Было так и сейчас. Сначала из бадьи отведала угощения Мокошь, но все равно сказала с насмешкой:
— Их безропотность не от ума!
Потом вкусил из бадьи Перун. Огладил усы, улыбнулся:
— Безропотность — их лучшая добродетель!
Но Мокошь не унималась, хотя и взяла у него бадью, и с удовольствием снова вкусила:
— Стрибог сотворил их из слишком грубого вещества. Их глиняные головы пусты до трескучего звона! Отчего бы им не пойти и не поклониться Дажьбогу, чтобы он их не жег своими лучами, чтобы остался хоть на день под землей? Отчего бы им к Велесу не пойти и не поклониться: пусть хотя бы болотной воды им дал или речку подземную к ним наверх отпустил… Почему? Потому что глупы!
— Потому что, — рассердился Перун, — они чтут мой закон! Потому что Дажьбог должен быть всякий день в небе, а Велес всякий день под землей! — и бадью у Мокоши не взял — выхватил. Зачерпнул пахучего дыма, отхлебнул его и сказал: — Всё! Больше испытывать Родовита не буду! Нет у меня в Родовите и в его людях сомнения! Так и знай! Моя колесница ржавеет. Мои кони истосковались без ветра! — и так громыхнул бадьей о колодец, что вздрогнула Мокошь.
И люди внизу, на земле, расслышали этот грохот и посмотрели в ясное небо с надеждой — не первый ли это гром?

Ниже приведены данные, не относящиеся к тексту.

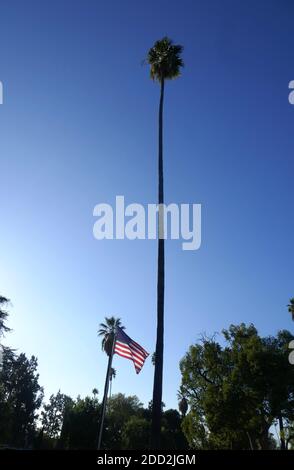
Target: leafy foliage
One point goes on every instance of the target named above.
(238, 391)
(165, 60)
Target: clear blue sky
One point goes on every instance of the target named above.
(79, 126)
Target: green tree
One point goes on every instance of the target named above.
(237, 392)
(21, 397)
(165, 63)
(119, 410)
(80, 424)
(136, 433)
(53, 414)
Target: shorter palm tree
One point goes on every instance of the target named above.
(291, 307)
(107, 331)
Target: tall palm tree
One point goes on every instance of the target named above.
(107, 331)
(165, 63)
(291, 307)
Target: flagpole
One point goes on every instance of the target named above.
(106, 392)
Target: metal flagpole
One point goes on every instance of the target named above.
(106, 392)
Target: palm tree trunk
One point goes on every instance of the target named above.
(157, 386)
(282, 437)
(104, 402)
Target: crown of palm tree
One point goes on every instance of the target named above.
(291, 308)
(165, 60)
(3, 315)
(107, 330)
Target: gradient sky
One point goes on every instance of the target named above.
(79, 126)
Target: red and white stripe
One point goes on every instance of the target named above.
(132, 351)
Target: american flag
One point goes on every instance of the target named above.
(126, 347)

Закусила губу, обиделась Мокошь, и тут же пряди вокруг лица зазмеились.
А Перун уже твердо вышагивал по небесным пригоркам. Он шел к долине небесной реки. Там паслись его кони, там же стояла и железная колесница.
5
Не ливня страшилась Фефила. От ливня было легко укрыться в норе. Она и сидела сейчас у норы, готовясь в ней пережить непогоду. Черные тучи наползали на синее небо, а сверху, по тучам, уже громыхал в своей колеснице Перун. Но нет, не от близости грозного бога перехватило у Фефилы дыхание. От чего-то другого. Но от чего?
Почему-то дрожало не только небо, дрожала еще и земля. И воздух тоже дрожал и пах чужими конями. Чужими конями и чужими людьми на них! Охнув, — не потому что ливень обрушился сразу, а потому что эти чужие люди были совсем уже близко, — Фефила сорвала лапкой сухую травинку, от волнения перетерла ее в труху и мокрая, всклокоченная, растревоженная, полезла в нору.